E in questa Valdobbiadene il viandante li incontra nei girapoggio, sui crinali, sui pianori… ovunque casèi e casère; muti edifici che trasudano Storia, nella solitaria postura dell’abbandono; in quelle secondecase si sono consumate vite tra le Rive e le vigne nelle terrealte del Prosecco.
Varcati quegli usci ci vengono incontro i cascami di una civiltà che per assuefazione definiamo contadina; ma ciò che traspare dalle penombre sono i simulacri di una civiltà senza aggettivi, forgiati da un’umanità industriosa e resistente nel fluire secolare di fatica e di mestieri».
Nelle sale affrescate degli spazi Bomben saranno in mostra una settantina di fotografie, in un percorso espositivo articolato in tre sezioni, “I luoghi, le cose e un po’ gli uomini”, ognuna delle quali focalizza lo sguardo su uno dei tre aspetti al centro dell’indagine: le geografie di una piccola parte del territorio delle Colline del Prosecco , le strutture (casèi e casère) che lo punteggiano e hanno contribuito a plasmarlo, le donne e gli uomini che ancora lo abitano, lo vivono e se ne prendono cura.
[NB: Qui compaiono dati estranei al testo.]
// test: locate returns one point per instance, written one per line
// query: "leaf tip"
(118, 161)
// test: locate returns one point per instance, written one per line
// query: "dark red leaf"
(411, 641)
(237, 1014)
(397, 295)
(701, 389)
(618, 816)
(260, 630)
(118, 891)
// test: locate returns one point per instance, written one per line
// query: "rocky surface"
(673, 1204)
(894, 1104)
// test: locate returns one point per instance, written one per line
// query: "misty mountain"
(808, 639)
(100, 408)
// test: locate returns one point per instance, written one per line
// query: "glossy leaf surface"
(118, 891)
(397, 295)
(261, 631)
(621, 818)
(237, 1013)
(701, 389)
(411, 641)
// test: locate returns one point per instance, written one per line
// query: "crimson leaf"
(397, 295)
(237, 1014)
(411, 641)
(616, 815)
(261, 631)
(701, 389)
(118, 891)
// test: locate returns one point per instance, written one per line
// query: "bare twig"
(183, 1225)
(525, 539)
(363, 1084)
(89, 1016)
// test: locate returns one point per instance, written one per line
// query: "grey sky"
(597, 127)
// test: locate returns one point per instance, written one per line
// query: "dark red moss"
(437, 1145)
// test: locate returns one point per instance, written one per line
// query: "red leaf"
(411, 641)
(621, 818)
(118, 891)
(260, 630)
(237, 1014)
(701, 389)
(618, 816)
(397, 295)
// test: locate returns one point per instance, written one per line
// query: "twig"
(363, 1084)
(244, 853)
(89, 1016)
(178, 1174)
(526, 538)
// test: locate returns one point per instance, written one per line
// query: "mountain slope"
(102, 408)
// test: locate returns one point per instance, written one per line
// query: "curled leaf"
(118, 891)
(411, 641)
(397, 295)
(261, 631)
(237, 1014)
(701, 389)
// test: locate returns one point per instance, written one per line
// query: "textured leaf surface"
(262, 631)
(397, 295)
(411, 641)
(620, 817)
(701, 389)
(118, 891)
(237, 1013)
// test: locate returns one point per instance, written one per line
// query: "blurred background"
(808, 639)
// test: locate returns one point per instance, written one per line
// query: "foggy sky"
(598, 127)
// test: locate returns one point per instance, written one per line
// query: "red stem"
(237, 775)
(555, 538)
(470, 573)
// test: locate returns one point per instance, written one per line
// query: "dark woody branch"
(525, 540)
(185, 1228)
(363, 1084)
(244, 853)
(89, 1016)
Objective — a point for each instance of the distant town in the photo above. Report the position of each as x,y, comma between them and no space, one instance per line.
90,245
Un video in esposizione darà voce al popolo delle colline, ad alcuni tra coloro che hanno scelto di restare, o di tornare, «non per sollecitare l’indugio nostalgico, ma per descrivere la fierezza discreta, di chi alleva futuro con la fatica e la passione che solo la terra può esigere con inusitata intensità».